MWC 2024: MediaTek shows off on-device AI image generator that works as fast as you type

The next generation of AI-backed text-to-image generators has arrived, with MediaTek leading the charge. At the ongoing Mobile World Congress (MWC 2024) in Barcelona, Spain, the Taiwan-based semiconductor company showcased an on-device AI image generator capable of generating pictures as fast as you type. The technology was showcased on a prototype smartphone featuring MediaTek’s flagship 4nm-based Dimensity 9300 SoC. The company hopes its future-generation chipsets will enable similar AI capabilities, making the technology available to the masses.

How does MediaTek’s on-device AI image generator work?

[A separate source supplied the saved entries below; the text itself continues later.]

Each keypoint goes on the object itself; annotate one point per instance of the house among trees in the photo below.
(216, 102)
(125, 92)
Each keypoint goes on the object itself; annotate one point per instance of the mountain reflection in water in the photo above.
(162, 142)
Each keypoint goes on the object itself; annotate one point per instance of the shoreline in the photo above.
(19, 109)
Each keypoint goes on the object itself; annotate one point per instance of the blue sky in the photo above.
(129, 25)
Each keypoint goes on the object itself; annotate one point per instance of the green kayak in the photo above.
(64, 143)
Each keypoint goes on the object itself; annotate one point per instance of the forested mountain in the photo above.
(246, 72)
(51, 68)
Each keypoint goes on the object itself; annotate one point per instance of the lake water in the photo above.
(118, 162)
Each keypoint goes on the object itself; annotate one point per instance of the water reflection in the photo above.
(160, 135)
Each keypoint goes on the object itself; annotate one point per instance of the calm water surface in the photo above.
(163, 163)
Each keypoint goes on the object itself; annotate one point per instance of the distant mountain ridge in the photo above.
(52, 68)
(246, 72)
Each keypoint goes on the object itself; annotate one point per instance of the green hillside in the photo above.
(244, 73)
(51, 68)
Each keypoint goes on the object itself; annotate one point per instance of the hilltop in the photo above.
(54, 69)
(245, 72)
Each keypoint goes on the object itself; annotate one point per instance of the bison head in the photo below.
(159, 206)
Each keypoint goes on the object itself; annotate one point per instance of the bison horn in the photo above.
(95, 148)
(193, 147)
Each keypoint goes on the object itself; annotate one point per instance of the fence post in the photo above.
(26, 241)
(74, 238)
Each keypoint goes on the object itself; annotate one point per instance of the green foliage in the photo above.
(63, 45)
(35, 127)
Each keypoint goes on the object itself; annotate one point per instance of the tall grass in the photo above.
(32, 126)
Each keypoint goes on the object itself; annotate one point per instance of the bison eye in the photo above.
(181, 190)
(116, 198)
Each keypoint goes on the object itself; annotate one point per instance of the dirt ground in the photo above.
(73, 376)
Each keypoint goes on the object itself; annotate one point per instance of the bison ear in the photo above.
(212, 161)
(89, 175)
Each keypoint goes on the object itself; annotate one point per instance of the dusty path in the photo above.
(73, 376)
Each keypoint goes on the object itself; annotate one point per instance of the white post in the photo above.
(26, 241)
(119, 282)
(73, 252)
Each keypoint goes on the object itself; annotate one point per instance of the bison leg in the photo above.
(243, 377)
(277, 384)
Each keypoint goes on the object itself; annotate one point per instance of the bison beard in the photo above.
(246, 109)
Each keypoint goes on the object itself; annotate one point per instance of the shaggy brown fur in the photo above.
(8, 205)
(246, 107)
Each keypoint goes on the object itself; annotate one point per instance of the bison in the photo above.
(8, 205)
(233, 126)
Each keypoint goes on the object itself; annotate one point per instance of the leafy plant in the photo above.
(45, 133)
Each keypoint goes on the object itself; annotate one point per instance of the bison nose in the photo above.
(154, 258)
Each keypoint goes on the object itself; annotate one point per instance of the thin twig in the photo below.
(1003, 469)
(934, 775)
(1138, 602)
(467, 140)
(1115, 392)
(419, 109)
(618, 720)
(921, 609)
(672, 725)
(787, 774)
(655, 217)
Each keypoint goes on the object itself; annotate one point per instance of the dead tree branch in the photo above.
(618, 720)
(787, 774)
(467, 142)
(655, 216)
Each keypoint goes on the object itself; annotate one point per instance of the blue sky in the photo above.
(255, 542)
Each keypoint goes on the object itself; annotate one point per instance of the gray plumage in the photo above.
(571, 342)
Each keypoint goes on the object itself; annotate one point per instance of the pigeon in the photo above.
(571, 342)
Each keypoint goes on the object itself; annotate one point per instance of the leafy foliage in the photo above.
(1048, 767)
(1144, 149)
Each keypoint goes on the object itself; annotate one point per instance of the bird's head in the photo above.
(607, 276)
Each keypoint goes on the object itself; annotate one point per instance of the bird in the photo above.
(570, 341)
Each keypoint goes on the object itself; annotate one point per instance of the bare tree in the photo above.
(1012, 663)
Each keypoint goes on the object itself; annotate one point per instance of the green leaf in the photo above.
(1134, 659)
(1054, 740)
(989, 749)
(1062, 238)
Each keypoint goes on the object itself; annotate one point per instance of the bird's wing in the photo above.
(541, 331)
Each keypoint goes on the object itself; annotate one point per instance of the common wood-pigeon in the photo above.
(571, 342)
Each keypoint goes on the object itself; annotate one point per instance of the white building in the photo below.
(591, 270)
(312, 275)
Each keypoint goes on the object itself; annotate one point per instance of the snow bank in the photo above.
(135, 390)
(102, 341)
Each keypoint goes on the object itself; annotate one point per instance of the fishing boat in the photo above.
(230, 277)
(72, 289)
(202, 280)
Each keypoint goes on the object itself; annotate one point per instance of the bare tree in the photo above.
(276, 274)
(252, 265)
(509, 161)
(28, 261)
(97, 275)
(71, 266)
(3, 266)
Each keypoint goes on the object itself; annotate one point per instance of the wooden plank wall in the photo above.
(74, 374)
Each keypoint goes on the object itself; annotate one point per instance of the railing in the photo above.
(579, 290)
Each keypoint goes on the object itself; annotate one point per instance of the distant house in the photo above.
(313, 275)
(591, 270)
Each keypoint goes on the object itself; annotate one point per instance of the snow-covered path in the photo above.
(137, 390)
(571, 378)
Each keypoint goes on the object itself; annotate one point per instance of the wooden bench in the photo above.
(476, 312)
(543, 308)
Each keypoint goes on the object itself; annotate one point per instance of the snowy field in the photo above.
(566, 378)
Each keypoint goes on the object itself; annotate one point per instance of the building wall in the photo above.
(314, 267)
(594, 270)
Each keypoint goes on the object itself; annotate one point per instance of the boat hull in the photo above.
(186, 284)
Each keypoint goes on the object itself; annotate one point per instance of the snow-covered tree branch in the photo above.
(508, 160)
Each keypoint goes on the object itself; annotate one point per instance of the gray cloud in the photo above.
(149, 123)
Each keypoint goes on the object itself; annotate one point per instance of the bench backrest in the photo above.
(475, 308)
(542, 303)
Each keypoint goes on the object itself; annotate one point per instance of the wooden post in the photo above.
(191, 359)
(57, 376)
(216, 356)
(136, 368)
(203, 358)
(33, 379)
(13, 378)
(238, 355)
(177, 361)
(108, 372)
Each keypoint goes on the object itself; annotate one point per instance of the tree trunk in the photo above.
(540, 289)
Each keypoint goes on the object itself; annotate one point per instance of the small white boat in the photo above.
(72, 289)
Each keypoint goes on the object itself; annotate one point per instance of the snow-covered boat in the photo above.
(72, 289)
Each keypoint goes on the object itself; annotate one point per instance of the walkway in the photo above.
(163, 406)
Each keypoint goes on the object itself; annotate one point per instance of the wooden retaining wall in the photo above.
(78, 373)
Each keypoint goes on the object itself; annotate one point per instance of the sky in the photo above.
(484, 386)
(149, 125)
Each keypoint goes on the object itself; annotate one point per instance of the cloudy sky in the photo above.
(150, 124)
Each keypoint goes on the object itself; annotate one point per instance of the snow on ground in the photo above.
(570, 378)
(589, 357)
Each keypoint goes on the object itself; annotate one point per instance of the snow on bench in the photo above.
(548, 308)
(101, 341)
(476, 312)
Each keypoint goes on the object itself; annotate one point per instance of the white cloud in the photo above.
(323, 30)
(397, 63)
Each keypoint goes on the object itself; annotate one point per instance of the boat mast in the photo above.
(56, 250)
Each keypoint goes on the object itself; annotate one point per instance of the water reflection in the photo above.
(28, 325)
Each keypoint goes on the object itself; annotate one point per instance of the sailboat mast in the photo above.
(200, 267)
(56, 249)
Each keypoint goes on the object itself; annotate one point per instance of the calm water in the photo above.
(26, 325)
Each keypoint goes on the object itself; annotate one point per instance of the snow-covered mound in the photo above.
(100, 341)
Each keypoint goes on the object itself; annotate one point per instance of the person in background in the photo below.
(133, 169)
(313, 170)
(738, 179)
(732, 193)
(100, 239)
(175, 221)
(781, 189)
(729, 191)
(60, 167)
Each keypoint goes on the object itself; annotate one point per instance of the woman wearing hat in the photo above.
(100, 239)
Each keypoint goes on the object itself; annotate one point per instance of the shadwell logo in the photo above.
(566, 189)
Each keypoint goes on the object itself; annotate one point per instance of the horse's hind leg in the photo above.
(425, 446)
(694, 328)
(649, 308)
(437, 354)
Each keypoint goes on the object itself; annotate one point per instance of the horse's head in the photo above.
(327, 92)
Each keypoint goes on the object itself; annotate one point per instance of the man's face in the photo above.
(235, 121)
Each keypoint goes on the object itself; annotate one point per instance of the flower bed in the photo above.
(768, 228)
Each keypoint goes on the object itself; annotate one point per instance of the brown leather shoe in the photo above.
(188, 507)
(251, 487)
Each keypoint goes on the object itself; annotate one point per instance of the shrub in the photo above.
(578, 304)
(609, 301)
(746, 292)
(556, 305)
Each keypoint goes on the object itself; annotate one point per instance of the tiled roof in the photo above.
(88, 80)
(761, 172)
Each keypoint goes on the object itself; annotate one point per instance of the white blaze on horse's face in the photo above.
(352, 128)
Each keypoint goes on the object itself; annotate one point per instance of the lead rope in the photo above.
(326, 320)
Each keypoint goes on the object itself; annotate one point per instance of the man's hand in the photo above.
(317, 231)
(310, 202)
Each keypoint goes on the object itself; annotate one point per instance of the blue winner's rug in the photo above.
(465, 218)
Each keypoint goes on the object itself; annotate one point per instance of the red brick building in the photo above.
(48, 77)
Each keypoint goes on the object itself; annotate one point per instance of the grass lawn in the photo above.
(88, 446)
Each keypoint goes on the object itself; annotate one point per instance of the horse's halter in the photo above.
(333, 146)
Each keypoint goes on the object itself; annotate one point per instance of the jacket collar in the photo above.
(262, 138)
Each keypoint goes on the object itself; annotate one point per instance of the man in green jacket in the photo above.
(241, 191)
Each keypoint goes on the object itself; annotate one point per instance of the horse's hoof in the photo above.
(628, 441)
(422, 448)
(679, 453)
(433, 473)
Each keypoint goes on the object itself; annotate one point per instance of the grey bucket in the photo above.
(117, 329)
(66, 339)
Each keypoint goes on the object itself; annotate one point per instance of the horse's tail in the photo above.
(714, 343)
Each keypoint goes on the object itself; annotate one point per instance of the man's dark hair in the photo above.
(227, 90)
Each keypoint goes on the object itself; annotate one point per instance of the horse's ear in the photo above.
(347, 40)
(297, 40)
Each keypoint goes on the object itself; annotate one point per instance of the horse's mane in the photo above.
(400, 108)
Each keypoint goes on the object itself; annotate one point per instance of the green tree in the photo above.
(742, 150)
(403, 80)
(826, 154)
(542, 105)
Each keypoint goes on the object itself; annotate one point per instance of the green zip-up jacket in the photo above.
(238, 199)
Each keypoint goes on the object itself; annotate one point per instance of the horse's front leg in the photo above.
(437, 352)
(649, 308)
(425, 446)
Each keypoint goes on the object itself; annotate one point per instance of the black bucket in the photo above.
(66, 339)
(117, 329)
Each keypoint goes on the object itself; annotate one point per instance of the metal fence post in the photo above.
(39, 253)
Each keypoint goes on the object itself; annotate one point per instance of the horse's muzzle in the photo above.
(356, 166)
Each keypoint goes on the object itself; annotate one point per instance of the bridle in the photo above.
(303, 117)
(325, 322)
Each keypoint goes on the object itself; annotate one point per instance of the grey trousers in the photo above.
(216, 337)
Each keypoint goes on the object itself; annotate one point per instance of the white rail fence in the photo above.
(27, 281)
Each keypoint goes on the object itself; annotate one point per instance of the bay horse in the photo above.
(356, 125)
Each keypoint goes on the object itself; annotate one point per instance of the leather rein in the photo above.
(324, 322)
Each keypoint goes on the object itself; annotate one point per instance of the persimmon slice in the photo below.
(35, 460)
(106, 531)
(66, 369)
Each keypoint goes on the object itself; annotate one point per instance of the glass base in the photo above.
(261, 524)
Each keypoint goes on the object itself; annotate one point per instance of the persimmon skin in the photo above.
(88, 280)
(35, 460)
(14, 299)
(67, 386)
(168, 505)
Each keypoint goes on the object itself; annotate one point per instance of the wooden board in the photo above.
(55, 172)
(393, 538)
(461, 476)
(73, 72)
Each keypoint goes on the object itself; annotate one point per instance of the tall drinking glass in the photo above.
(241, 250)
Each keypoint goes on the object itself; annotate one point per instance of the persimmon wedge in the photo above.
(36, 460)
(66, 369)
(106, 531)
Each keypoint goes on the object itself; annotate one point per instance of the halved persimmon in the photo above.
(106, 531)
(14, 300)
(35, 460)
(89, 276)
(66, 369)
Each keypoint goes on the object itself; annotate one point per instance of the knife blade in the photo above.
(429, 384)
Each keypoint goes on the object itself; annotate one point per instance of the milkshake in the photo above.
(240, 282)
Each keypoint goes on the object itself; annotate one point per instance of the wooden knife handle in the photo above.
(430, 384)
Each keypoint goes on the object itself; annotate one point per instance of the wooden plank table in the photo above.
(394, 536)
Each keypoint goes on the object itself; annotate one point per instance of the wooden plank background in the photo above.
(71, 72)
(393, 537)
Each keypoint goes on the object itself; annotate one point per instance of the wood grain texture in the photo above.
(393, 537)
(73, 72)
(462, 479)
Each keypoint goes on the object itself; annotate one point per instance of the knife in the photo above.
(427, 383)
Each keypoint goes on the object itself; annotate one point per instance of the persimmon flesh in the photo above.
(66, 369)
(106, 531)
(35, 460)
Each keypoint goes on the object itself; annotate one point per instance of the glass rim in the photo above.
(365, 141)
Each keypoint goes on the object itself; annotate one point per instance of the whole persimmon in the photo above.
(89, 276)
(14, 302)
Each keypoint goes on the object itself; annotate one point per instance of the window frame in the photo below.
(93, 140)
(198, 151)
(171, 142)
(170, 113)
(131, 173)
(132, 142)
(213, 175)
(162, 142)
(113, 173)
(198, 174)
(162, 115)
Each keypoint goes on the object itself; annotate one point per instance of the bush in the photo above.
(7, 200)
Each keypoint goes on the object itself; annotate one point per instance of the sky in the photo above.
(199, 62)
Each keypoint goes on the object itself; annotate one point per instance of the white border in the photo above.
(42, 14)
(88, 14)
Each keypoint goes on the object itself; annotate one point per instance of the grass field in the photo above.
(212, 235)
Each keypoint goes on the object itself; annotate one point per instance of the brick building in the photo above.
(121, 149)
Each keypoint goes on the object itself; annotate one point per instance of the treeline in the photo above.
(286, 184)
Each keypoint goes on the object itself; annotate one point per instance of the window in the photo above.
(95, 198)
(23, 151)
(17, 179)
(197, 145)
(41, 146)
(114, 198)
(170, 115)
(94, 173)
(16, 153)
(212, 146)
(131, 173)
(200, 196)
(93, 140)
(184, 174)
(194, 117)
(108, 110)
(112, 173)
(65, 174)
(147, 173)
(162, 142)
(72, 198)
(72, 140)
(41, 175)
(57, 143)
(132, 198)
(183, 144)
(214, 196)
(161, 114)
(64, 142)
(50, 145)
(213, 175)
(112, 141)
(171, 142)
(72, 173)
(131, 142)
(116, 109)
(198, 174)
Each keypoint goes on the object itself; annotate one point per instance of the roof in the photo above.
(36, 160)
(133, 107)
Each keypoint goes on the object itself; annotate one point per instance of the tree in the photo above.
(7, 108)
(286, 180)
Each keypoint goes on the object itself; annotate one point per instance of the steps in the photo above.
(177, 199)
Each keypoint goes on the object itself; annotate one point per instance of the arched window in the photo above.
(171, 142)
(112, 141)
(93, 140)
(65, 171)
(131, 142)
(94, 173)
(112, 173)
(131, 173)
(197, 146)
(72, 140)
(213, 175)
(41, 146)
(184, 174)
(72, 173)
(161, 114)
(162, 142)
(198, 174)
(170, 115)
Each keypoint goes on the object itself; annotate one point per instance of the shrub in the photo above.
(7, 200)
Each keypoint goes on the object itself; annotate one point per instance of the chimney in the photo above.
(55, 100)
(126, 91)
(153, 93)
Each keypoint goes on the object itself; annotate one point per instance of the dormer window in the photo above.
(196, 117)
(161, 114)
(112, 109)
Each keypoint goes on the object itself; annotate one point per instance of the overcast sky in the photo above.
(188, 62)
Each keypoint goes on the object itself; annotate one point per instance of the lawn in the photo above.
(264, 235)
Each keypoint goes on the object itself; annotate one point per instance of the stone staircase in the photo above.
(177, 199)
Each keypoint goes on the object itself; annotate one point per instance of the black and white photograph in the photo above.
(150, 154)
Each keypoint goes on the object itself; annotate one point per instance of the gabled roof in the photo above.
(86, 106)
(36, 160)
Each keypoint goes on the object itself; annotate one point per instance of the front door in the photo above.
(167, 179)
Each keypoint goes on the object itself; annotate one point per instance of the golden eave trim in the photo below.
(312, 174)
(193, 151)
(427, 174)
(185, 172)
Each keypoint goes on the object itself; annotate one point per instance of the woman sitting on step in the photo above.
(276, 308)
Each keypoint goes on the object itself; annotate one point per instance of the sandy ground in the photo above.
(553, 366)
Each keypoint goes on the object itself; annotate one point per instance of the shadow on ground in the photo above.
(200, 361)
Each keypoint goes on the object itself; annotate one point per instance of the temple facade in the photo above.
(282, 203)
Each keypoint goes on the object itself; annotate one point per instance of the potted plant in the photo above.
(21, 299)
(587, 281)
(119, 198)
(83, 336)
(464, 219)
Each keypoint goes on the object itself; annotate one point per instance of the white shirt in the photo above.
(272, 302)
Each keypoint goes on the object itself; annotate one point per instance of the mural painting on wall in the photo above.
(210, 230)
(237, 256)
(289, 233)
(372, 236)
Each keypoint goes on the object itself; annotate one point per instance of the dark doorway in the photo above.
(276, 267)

If you’re familiar with popular text-to-image generators, the functioning is more or less the same. Tools, including Microsoft Copilot (formerly Bing AI), Mindjourney, Dall-E and Adobe Firefly, let users create elaborate images based on simple text inputs. The images are as good as your instructions, and the generating process generally takes up to a minute or two. Also, there’s no way of knowing how the AI image generator reads inputs until the final output arrives.

On the other hand, MediaTek demonstrated a real-time image generation process. It means you can observe the tool’s output as you type. For example, typing “Spider-Man” immediately prompts the tool to generate corresponding images, giving you a preview of the direction. Furthermore, the final output is generated instantly upon completion of typing.

In other words, you can instantly see whether the tool understands the prompt, whether it’s a person, a place or an object.

How is MediaTek achieving this?

As mentioned, MediaTek showcased the technology on a Dimensity 9300 SoC-powered prototype device. This particular chipset utilises a new Accelerated Processing Unit (APU) architecture to incorporate an upgraded generative AI engine for faster and more reliable processing.

mediatek

MediaTek is also leveraging Stable Diffusion XL Turbo text-to-image generator open source to let users create images through a vast catalogue. The company claims that this is the first implementation of the Stable Diffusion XL Turbo on a mobile device.

What does the future look like?

During our test, the MediaTek Dimensity 9300 SoC-powered smartphone generated images with simple text inputs within seconds. The results were equally impressive.

I also tested the tool with text inputs specific to India, and the results were exceptional. Of course, some results were not 100 per cent accurate, but mind you, this was on a prototype device. That means, the future looks brighter and promising, at least for dynamic image generators.

There’s still some time till smartphone OEMs fully leverage Dimensity 9300 SoC’s improved APU to unlock native AI capabilities. The Vivo X100 is the only smartphone in India to feature this Dimensity chipset. However, the smartphone is yet to offer a native text-to-image generator.